Regardless, without approval from Belgium, von der Leyen’s proposal is dead on arrival. Perhaps sensing this would be the case, she offered a fallback plan: loaning the money to Ukraine straight out of the EU’s budget. But as we’ve covered previously, there’s even more internal resistance to this plan than to the reparations loan scheme. European governments have no interest in raising hundreds of billions of euros out of their own pockets and have publicly signaled their opposition to doing so.
At this point, it’s difficult to see what the purpose of this charade is. Short of tearing up the EU treaties or threatening Belgium itself with sanctions, the European Commission doesn’t appear to have any cards left to play. We’ll have to wait and see if the EC has an ace up its sleeve for the climactic meeting scheduled for the 18th.


It may appear to be a charade, but has anyone told UVDL? I expect she expects this to work.

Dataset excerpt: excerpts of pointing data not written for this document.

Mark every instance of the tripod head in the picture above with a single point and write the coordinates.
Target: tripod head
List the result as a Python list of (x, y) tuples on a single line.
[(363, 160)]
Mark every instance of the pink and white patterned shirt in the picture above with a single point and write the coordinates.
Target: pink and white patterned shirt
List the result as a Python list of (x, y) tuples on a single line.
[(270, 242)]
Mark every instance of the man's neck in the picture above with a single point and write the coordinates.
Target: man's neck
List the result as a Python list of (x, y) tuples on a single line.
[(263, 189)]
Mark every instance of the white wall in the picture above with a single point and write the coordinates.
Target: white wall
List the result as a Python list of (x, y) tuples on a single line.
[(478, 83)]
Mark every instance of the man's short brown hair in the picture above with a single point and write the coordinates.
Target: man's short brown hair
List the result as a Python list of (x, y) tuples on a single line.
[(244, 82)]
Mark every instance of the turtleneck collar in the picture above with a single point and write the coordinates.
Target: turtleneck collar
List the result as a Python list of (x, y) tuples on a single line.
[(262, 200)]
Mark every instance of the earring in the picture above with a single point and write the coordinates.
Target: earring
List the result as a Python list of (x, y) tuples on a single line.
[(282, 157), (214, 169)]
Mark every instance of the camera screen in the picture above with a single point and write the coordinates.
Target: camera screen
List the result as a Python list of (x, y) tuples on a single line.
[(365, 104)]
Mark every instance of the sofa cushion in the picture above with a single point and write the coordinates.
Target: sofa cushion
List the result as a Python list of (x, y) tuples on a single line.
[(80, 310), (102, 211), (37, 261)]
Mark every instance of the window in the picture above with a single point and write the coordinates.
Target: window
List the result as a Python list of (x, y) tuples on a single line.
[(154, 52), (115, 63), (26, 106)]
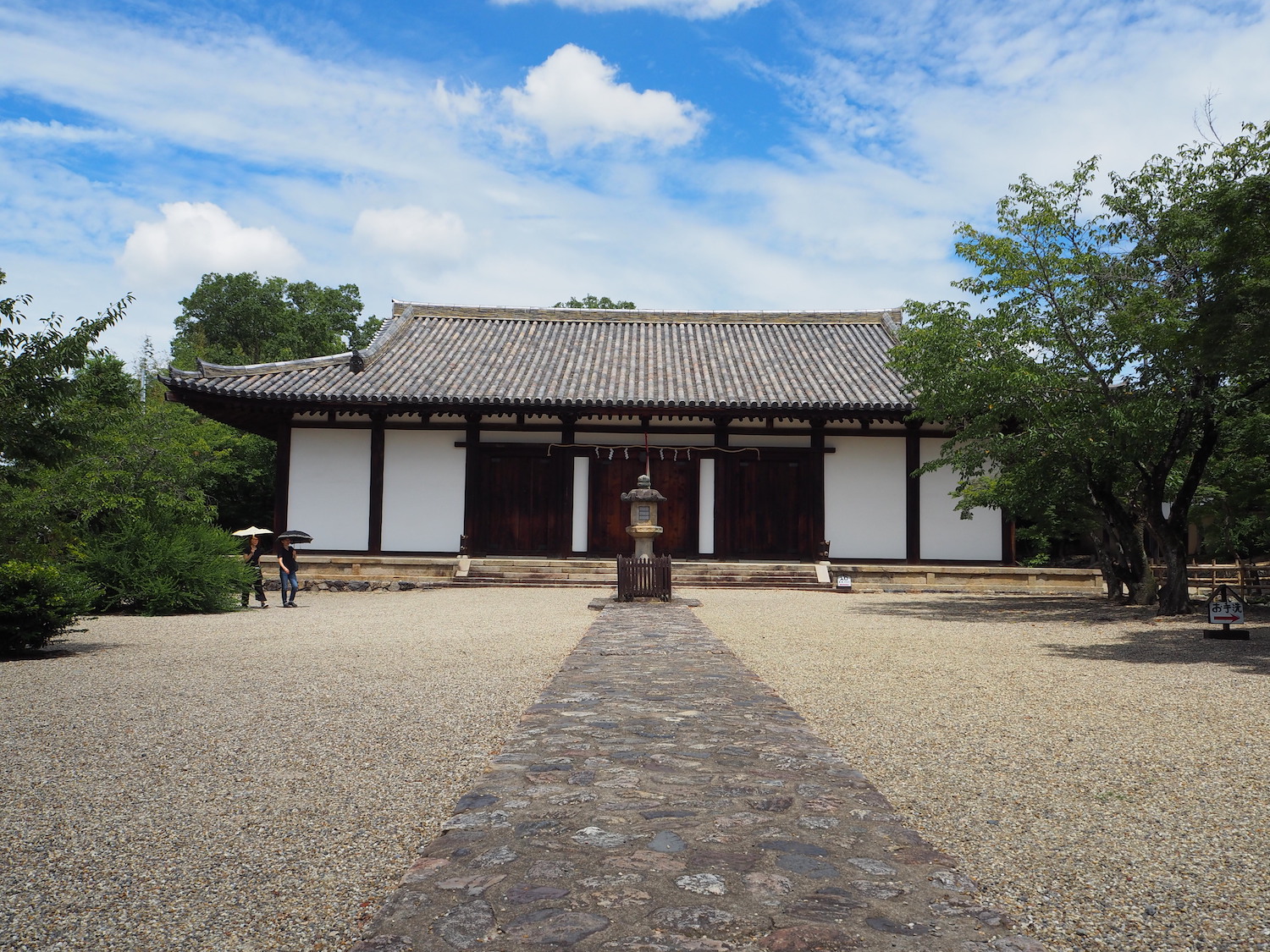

Further, when this truly comes to a head and Ukraine actually runs out of money, the choice of "break laws, precedent, violate democracy" or "Ukraine loses", do you really think the former will be so important? They are all in, including the detractors
Could it be that some people in the European elite receive some of the billions that are being sent to Ukraine back on their accounts? Could it be that the longer this European aid lasts, no matter how, the longer this money laundering can continue? Ukraine is known as one of the most corrupt countries in the world, but there have been a few scandals proving that the EU elite is not as clean as one would wish. Think of Federica Mogherini, former High Representative, who is under suspicion of corruption. That's a big fish, part of the European elite I'm referring to.